In spite of the attention he pays to science and scientific quantification, von Bezold is primarily concerned with art and design and wishes his circle to assist painters and colourists. Even if the most exacting experiments and a sense of order suggest that "on one and the same course of the circle's circumference an approximately equal number of barely distinguishable hues are located next to one another, the impression remains that the hue in the area of blue and green changes at a much slower rate than in the area of purple and violet". Consequently — as suggested to the left — he attempts: "to divide the circle into colour-groups in such a way that the character of the neighbouring groups appear to the eye as being of equal difference". The individual hues increasing towards green are: purple, carmine, vermillion, orange, yellow, yellowish green, green, bluish green, turquoise blue, ultramarine, bluish violet and purplish violet, with numerous "complementary colours" being placed opposite green — the largest sector.
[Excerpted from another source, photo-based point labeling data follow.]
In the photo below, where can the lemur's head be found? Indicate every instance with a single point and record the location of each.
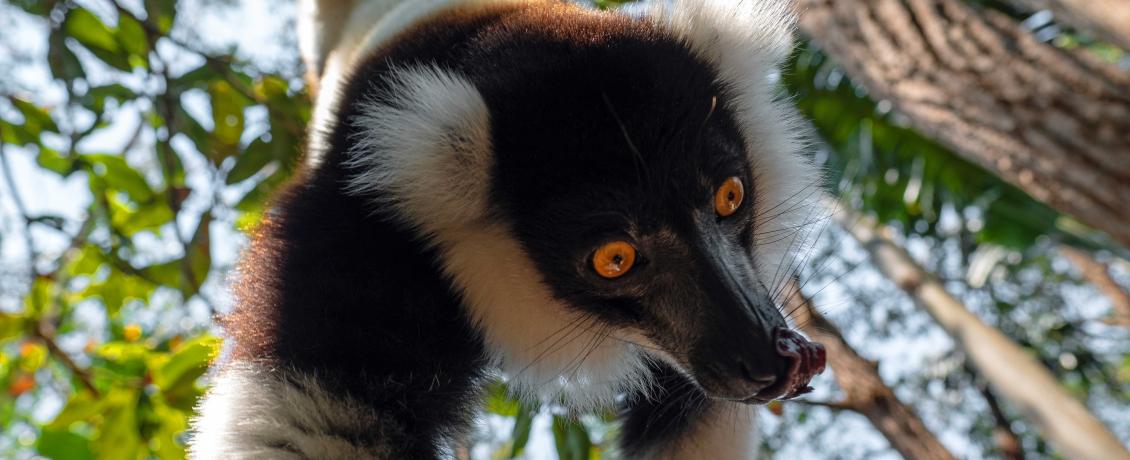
(629, 178)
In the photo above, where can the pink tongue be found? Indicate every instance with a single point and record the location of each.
(807, 359)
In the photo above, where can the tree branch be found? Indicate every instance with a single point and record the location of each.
(1104, 19)
(1014, 373)
(865, 391)
(1050, 121)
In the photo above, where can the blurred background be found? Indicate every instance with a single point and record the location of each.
(970, 271)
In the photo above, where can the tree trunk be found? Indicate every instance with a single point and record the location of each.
(1013, 372)
(1104, 19)
(1053, 122)
(1098, 275)
(865, 392)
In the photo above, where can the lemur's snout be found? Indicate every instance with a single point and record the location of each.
(806, 359)
(781, 371)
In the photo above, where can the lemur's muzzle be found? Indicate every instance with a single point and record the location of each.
(806, 359)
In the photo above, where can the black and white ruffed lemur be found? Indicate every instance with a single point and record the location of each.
(598, 207)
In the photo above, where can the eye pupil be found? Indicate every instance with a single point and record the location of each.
(728, 198)
(615, 259)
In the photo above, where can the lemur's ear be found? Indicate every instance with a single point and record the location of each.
(424, 146)
(741, 37)
(746, 41)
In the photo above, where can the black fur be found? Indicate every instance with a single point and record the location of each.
(337, 288)
(665, 415)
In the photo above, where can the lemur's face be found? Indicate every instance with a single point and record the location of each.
(636, 198)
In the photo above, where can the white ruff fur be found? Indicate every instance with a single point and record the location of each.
(251, 414)
(434, 135)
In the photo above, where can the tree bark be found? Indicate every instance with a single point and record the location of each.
(1053, 122)
(1104, 19)
(1097, 274)
(865, 392)
(1008, 443)
(1011, 371)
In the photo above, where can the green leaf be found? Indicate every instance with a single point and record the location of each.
(11, 326)
(81, 407)
(33, 7)
(572, 439)
(227, 115)
(135, 218)
(52, 161)
(120, 437)
(59, 444)
(63, 63)
(501, 402)
(162, 12)
(254, 158)
(189, 126)
(87, 261)
(17, 135)
(520, 435)
(189, 362)
(118, 289)
(120, 176)
(131, 36)
(35, 118)
(96, 97)
(85, 27)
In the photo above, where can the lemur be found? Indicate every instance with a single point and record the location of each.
(598, 207)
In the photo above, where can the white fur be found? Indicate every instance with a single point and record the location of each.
(250, 413)
(333, 37)
(727, 432)
(746, 41)
(429, 146)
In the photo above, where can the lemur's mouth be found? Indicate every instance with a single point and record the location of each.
(806, 361)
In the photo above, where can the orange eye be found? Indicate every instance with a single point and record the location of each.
(614, 260)
(728, 197)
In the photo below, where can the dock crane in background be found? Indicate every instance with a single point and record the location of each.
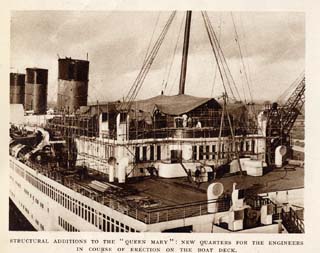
(280, 119)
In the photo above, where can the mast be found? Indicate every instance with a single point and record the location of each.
(185, 54)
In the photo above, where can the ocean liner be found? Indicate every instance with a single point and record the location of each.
(164, 164)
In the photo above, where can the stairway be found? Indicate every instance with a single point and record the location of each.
(187, 172)
(292, 222)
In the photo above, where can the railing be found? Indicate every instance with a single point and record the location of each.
(183, 132)
(256, 202)
(292, 222)
(183, 211)
(145, 215)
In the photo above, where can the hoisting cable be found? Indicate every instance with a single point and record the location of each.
(223, 59)
(136, 86)
(173, 56)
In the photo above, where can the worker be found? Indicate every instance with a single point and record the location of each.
(185, 120)
(197, 175)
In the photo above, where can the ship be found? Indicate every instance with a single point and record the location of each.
(163, 164)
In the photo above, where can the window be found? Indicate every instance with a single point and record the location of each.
(144, 153)
(253, 146)
(194, 152)
(200, 152)
(213, 151)
(176, 156)
(151, 153)
(137, 154)
(104, 117)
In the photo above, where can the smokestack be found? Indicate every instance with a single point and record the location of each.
(17, 86)
(72, 84)
(36, 90)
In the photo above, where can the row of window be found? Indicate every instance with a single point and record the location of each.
(141, 153)
(66, 225)
(28, 212)
(95, 148)
(35, 199)
(101, 221)
(199, 152)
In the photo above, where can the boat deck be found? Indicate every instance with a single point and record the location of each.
(179, 191)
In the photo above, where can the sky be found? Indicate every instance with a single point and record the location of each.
(272, 46)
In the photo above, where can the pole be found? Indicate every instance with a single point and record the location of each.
(185, 53)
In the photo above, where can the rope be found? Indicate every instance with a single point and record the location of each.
(174, 53)
(241, 57)
(137, 84)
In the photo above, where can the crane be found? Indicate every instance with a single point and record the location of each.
(281, 119)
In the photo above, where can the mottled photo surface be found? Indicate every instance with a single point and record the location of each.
(148, 121)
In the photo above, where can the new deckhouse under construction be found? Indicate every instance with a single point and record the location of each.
(168, 163)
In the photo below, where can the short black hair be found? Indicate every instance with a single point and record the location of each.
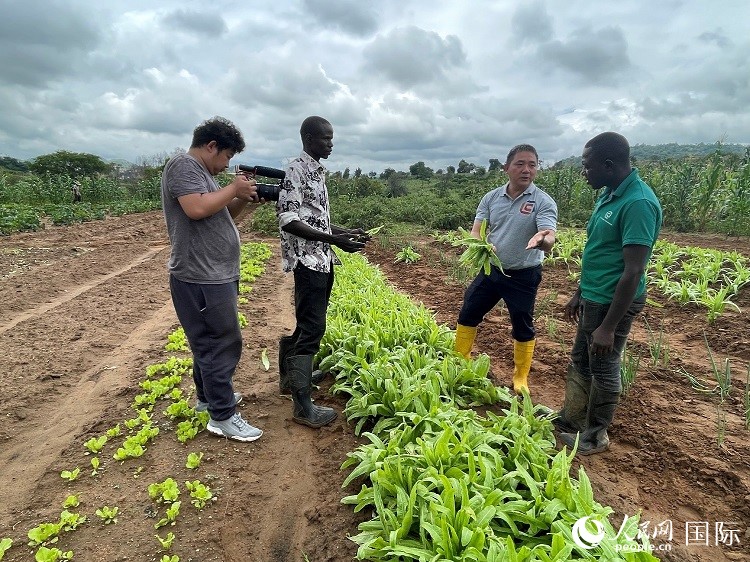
(312, 125)
(610, 146)
(521, 148)
(223, 131)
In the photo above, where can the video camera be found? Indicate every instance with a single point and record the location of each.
(267, 191)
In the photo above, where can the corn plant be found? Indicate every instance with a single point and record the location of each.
(407, 254)
(723, 374)
(721, 425)
(629, 369)
(658, 345)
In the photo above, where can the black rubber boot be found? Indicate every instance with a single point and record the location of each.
(594, 438)
(286, 346)
(572, 416)
(299, 371)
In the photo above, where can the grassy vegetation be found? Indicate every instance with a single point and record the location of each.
(699, 194)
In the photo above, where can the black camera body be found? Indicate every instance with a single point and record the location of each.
(267, 191)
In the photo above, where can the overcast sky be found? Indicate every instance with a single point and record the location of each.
(401, 81)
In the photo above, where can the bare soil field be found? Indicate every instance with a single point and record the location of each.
(86, 309)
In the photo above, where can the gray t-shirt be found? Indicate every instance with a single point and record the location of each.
(512, 222)
(205, 250)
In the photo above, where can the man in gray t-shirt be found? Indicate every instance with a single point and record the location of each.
(204, 267)
(521, 222)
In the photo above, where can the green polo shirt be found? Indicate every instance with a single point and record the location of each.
(630, 214)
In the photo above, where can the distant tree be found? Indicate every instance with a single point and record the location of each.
(465, 167)
(396, 185)
(419, 170)
(72, 164)
(388, 172)
(12, 164)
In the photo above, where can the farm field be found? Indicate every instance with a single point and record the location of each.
(86, 310)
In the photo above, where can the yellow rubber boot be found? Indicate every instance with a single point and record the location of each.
(522, 354)
(465, 339)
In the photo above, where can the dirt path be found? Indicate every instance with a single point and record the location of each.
(86, 309)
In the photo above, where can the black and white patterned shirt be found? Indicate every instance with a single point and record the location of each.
(303, 196)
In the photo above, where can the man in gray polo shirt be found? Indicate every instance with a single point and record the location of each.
(521, 224)
(204, 267)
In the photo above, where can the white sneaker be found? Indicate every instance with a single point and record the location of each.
(203, 406)
(234, 428)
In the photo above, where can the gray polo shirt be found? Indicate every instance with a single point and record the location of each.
(512, 222)
(204, 251)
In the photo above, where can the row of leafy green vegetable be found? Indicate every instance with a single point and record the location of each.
(442, 481)
(162, 383)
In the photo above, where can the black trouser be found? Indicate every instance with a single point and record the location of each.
(312, 292)
(604, 370)
(517, 288)
(208, 314)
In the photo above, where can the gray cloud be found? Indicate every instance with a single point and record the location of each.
(410, 56)
(350, 16)
(41, 41)
(210, 24)
(594, 56)
(531, 23)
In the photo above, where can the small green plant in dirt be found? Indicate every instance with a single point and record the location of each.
(628, 369)
(108, 514)
(44, 554)
(479, 255)
(189, 428)
(95, 444)
(166, 542)
(658, 345)
(70, 475)
(71, 501)
(407, 255)
(722, 374)
(164, 492)
(193, 460)
(199, 492)
(95, 466)
(44, 533)
(721, 425)
(70, 521)
(170, 517)
(5, 544)
(177, 341)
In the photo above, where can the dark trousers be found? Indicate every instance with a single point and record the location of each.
(312, 292)
(517, 288)
(604, 370)
(208, 314)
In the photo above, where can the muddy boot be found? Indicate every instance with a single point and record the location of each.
(299, 370)
(286, 346)
(465, 339)
(594, 439)
(572, 417)
(523, 352)
(318, 376)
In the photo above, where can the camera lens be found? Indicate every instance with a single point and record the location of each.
(268, 192)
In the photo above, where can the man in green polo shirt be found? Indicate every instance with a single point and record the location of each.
(622, 231)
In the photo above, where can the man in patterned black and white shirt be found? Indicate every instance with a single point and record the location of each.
(306, 238)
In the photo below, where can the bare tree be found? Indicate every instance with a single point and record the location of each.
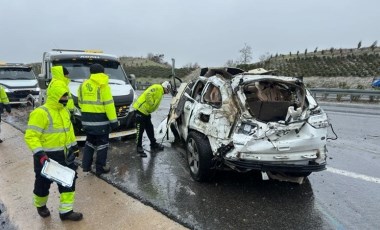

The letters placed along the inner circumference represent musical notes and are part of an attempt to refute the theory of "chromatic equivalents" which can be traced back to George Field. We shall leave both these aspects undisturbed, although von Bezold took great pains in his search for a harmony of colours. He tried to find harmonic triads through the construction of equilateral triangles around the white centre of his colour-circle. We show one triangle which links blue-violet and vermillion to green. That its tip does not reach into the green sector illustrates a basic failing of systems which imply that an integration of colorimetry into a spacial geometry is possible. Colour-systems must be three dimensional, but it is not necessary for their structure to be graphically simple. This idea is first realised by a system which the American painter Henry Munsell proposed at the beginning of the 20th century.

Von Bezold was indeed unable to present a comprehensive colour-system — he overemphasised the blue and violet hues — but his name is kept alive in modern perceptual physiology by the Bezold-Brücke phenomenon: he observed electrical lamps through coloured filters and noted that when seen for example through a red filter, the brightest point of the lamp was discoloured yellow, and was discoloured green when seen through a blue-green filter. The colours which we see are thus — at high values — dependent on the intensity of the light. This displacement of perception is nowadays explained by the assumption that at the point of greatest light intensity — the brightest point, therefore — those photo-electric cells in the eye which are excited to their maximum become saturated, and thus contribute relatively little to our perception of colours.

In previous years, Brücke (see above) had, incidentally, attempted to formulate the psychology of colours within an aesthetic system. In his book, von Bezold risks a second attempt at such a formulation — to him all the more essential since Goethe's Theory of Colours, in his opinion, "had no lasting influence upon the development of science and had long been the object of superb disproof". A hundred years ago it was still possible to write in this way without contradiction. Meanwhile, scientists have come to understand such matters more fully.